The financial intrusions rattled Australian politics. In 2017, Australian Labor Party Senator Sam Dastyari was forced to resign over his ties to Chinese Communist Party-linked donors.”

“Later in 2017, China’s security chief warned Labor leadership the party would risk losing support among Australia’s Chinese diaspora community if it didn’t back an extradition treaty Beijing wanted.

And over the past 18 months, China hit Australia with a series of trade restrictions and tariffs in response to Canberra’s call for an independent investigation into the origins of the coronavirus pandemic, which emerged from the Chinese city of Wuhan.

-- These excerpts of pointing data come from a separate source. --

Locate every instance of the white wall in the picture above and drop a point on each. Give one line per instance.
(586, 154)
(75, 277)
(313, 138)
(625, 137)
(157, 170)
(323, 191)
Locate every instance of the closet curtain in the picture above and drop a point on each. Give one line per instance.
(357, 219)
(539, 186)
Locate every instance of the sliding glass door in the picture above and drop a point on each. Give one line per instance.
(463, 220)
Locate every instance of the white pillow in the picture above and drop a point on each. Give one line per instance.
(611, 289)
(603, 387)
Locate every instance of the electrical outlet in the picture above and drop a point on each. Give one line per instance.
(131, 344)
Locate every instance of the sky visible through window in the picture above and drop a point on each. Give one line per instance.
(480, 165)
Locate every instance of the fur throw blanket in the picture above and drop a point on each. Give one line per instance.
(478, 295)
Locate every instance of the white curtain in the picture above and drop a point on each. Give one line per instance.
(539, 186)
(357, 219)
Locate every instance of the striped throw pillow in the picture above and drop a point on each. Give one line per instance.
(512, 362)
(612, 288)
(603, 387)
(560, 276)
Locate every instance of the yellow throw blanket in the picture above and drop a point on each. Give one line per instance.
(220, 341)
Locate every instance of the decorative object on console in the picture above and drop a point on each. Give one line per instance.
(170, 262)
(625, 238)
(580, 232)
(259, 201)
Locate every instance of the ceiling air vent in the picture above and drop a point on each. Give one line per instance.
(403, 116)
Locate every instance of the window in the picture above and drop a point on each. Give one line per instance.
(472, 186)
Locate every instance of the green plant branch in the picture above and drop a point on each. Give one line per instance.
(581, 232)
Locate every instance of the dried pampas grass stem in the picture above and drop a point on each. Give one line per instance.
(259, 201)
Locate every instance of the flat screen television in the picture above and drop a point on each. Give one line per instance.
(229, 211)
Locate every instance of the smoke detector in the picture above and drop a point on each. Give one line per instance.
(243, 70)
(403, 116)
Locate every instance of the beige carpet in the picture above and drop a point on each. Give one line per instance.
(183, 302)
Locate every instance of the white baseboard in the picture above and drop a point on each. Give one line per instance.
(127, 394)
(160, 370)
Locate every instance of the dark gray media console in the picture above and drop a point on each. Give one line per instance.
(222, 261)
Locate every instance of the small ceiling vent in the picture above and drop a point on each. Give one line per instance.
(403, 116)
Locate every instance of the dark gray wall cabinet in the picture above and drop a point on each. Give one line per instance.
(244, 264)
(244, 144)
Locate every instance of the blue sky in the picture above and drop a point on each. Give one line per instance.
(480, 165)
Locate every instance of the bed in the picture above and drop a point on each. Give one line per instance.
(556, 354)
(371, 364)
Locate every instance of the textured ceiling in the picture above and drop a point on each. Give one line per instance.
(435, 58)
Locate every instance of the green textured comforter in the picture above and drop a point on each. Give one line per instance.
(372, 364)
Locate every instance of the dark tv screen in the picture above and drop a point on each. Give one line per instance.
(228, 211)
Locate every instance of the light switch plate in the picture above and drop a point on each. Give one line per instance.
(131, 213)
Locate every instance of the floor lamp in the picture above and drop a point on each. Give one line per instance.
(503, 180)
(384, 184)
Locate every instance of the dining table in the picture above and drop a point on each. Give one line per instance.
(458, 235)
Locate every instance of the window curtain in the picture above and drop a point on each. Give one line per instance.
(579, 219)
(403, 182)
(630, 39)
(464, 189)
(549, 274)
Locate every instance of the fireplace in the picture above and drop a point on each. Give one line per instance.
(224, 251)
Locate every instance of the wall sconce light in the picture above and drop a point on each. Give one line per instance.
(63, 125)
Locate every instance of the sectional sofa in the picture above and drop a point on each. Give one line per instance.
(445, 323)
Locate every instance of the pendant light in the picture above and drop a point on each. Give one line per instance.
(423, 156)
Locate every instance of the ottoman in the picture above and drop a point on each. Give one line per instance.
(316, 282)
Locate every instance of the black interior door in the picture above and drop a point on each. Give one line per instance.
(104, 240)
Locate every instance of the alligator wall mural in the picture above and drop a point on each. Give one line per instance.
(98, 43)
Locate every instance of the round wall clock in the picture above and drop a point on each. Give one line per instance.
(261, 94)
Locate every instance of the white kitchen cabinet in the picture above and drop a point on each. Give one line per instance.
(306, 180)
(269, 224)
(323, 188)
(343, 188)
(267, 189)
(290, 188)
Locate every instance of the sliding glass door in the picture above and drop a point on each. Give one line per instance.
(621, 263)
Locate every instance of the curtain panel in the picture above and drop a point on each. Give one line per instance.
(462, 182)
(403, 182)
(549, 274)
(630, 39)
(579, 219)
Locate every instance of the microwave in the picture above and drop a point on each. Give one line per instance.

Meanwhile, China was also building its military might in the region, making sweeping claims to the South China Sea and squeezing Hong Kong and Taiwan — moving southward toward Australia.”

“Australia, having once extended Beijing a hand of friendship, is now back in the arms of its old associates.

Earlier in September, Canberra announced a wide-ranging security partnership with the U.S. and U.K. The pact, dubbed AUKUS, comes amid a broader Australian attempt to pivot its economy away from China.

“The level of Chinese economic coercion and cyber espionage against Australia was once unimaginable, so our security agencies have learned to consider worst-case possibilities,” said Rory Medcalf, head of the National Security College at the Australian National University and author of “Indo-Pacific Empire.”

AUKUS, he said, “is an alignment made in Beijing.”

Under the new Anglo-American alliance, the U.S., U.K. and Australia have agreed to share advanced technologies with one another, including artificial intelligence, cybersecurity, quantum computing, underwater systems and long-range strike capabilities. Australia also abandoned a submarine deal with France worth more than €50 billion to acquire American nuclear-powered submarines instead.

“It’s a remarkable collapse in Australia-China relations and a massive deterioration in Australia’s security outlook that’s led to this outcome,” said Michael Shoebridge, a director at the influential Australian Strategic Policy Institute (ASPI) think tank, which receives funding from the Australian and other governments.”